KOCHI: If everything goes as per the schedule, the Brahmapuram waste-to-energy plant which will be the first gasification plant in India will be operational by 2019. The GJ Nature Care and Energy (GJNCE), a subsidiary of GJ Eco Power, a UK based waste-to-energy company headed by Giby George will be investing Rs 300 crore for the project under the design, build, finance, operate and transfer (DBOFT) agreement with the state government.
GJNCE won the global bid for the waste to energy project at Brahmapuram recently. The land has been given on lease to the agency. Of the Rs 300 crore being invested for the project, 70 percent will be used up to meet the mechanical cost.
“The government has allocated the land. But since some portion is marshy, the authorities need to fill it. Also, we are yet to get clearance from more than 20 agencies including the Pollution Control Board. However, with the help of KSIDC, we are looking for a single window clearance from all the agencies in order to expedite project implementation. We hope to begin operation by 2019 or 2020. We have already invested around Rs 18 crore to conduct studies and design the project,” Giby George, managing director of GJNC said.
The plant will have a capacity to process 800 tonnes of waste daily. The waste has to be transported to the plant by the local self-governing bodies including the Kochi Corporation and other satellite municipalities.
Brahmapuram waste to energy plant will be the first in the country in which gasification process will be used. Even though the cost scale tips to the heavier side, a gasification plant will be an effective waste treatment project for Kerala where garbage segregation has not been successful till now.
“In gasification process, the waste is heated instead of burnt as in other plants. So pollution won’t be a matter of concern. The waste is heated at 900-1,000 degree Celsius to produce energy. Several products including bricks and bean bags can be made after processing these wastes,” he said.
As many as 8 MW energy can be generated by the plant. A unit of electricity will be provided to KSEB at a price of Rs 15. The price of the electricity can be brought down if the government invests in the project. Electricity can be provided to private establishments like the Infopark and the SmartCity.
Electricity will be the major revenue generator for the plant. It would take around 6 to 7 years for the company to reach the breakeven point. It will also generate 120 jobs. “80 percent of revenue will be generated through the sale of electricity. Rest of it can be generated by the sale of byproducts like bricks and poly bags,” Sudeep Nair, finance director of GJNCE said.
Since segregation of household, e-waste and plastic waste has not been successful in Kochi, Brahmpuram plant will be a boon. It will have the capability to process consolidated waste. It can even process e-waste which is becoming a headache for the authorities now. “The waste treatment plants in India cannot be constructed like in Europe or Japan. Here, all kinds of waste have to be processed. Our plant has the capability to accommodate all kinds of waste,” Abilash Abel, Business Head of GJ Power Private Limited.
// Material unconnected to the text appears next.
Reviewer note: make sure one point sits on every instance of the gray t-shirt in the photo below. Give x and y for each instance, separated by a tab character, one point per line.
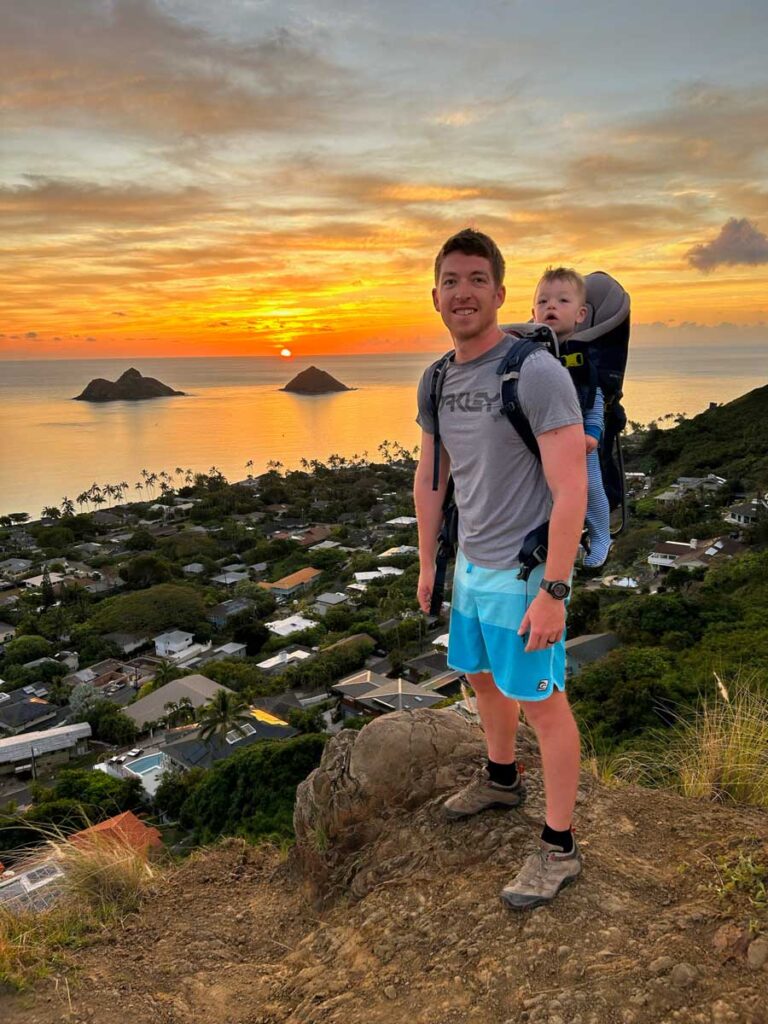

‘Rs 1,500 crore for waste plants across South India’
GJ Nature Care and Energy (GJNCE) will invest Rs 1,500 crore in next five years in the waste-energy plants that are to come up at various south Indian cities. Starting with Brahmapuram in Kochi, GJNCE assumes that a lot of energy can be generated from the waste accumulated at various cities in South India. “We have to think about generating wealth from the waste. If the accumulated waste is processed, we can generate abundant energy,” Giby George, MD of GJNCE said.
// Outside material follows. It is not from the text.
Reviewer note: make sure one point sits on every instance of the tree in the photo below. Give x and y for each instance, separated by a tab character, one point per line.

GJNCE with the help of technical experts from Europe has been studying the waste management system and the possibilities of generating energy from waste in different cities in South India for past five years.
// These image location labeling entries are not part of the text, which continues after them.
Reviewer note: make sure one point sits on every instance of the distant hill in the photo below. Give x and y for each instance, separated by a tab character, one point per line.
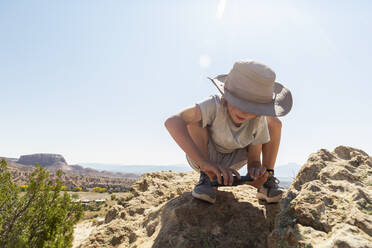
137	169
285	173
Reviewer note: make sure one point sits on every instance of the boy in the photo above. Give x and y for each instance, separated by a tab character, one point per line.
223	133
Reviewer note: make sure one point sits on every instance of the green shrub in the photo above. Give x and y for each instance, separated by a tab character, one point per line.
42	217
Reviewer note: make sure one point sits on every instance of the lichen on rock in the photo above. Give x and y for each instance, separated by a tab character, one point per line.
329	203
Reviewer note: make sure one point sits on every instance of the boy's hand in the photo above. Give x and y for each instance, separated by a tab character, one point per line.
214	171
256	170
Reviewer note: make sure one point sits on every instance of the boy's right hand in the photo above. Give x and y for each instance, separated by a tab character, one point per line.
214	171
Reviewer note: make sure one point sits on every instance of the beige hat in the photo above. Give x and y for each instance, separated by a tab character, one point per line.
250	86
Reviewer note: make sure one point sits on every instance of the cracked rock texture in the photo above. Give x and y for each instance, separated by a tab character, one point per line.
160	212
329	203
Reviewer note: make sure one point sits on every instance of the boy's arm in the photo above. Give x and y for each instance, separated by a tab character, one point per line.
177	127
254	167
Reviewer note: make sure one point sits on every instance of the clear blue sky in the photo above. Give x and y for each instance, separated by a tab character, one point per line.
95	80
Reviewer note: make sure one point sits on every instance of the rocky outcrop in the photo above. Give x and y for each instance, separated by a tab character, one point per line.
45	159
329	203
159	211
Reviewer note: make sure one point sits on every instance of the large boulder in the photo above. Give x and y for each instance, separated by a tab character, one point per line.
329	203
160	212
45	159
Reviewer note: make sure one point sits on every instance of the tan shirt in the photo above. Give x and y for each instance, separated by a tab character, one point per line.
226	136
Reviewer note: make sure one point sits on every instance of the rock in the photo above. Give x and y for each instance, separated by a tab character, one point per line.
329	203
160	212
113	213
44	159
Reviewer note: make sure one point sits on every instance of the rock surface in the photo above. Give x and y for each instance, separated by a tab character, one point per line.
160	212
329	203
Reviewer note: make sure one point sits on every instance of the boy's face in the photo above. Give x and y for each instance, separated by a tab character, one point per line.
238	116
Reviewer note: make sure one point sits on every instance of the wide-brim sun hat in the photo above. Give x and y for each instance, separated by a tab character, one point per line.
250	86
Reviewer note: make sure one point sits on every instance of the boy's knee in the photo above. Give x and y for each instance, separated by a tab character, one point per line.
274	122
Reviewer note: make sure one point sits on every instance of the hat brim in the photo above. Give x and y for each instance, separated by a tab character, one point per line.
280	105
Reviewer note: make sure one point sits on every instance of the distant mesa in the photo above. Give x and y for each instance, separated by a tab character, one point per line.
45	159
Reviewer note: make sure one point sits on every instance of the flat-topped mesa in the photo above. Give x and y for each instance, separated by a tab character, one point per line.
45	159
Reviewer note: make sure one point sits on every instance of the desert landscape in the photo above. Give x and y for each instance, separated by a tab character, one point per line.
327	205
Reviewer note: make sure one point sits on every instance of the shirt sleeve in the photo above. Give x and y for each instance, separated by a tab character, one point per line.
208	109
262	135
The company has been in discussion with the local self-governing bodies in Chennai, Bengaluru, Madurai and Coimbatore. As far as local investors are concerned, V-Guard group chairman Kochouseph Chittilapilly is associating with the project. “We are mostly looking for foreign investors. However, investment from well-known business groups in Kerala is welcome,” Giby said.
‘Improper waste management’
What Kochi lacks is a proper mechanism for waste disposal, say the studies carried out by GJ Nature Care and Energy (GJNCE). During the studies, the company could track 132 places in the city where waste is being dumped daily.
According to Giby George, MD, GJNCE, even the water bodies are suffering due to the careless dumping of waste. According to the study, around 800 tonnes of waste is generated in the city. Of this less than 200 tonnes is transported to the waste disposal areas, while the rest gets dumped in open places or the water bodies.
“While doing studies for the waste to energy plant, we took out a sample of soil from Kadambarayar river. The soil had become thick due to the frequent dumping of waste. On digging deep in the river bed we retrieved plastic,” Giby George, said.
Abhilash Abel, business head of GJ Geo Power Limited said dumping waste in water bodies will not only affect human but also aquatic organisms. Chemicals from the waste get consumed by the fishes. These chemicals then enter the human body when people consume these fish, he said. Even though the Corporation and the residents’ associations have installed CCTV cameras to trap people dumping waste on the road sides, the enforcement activities have not proven to be a success.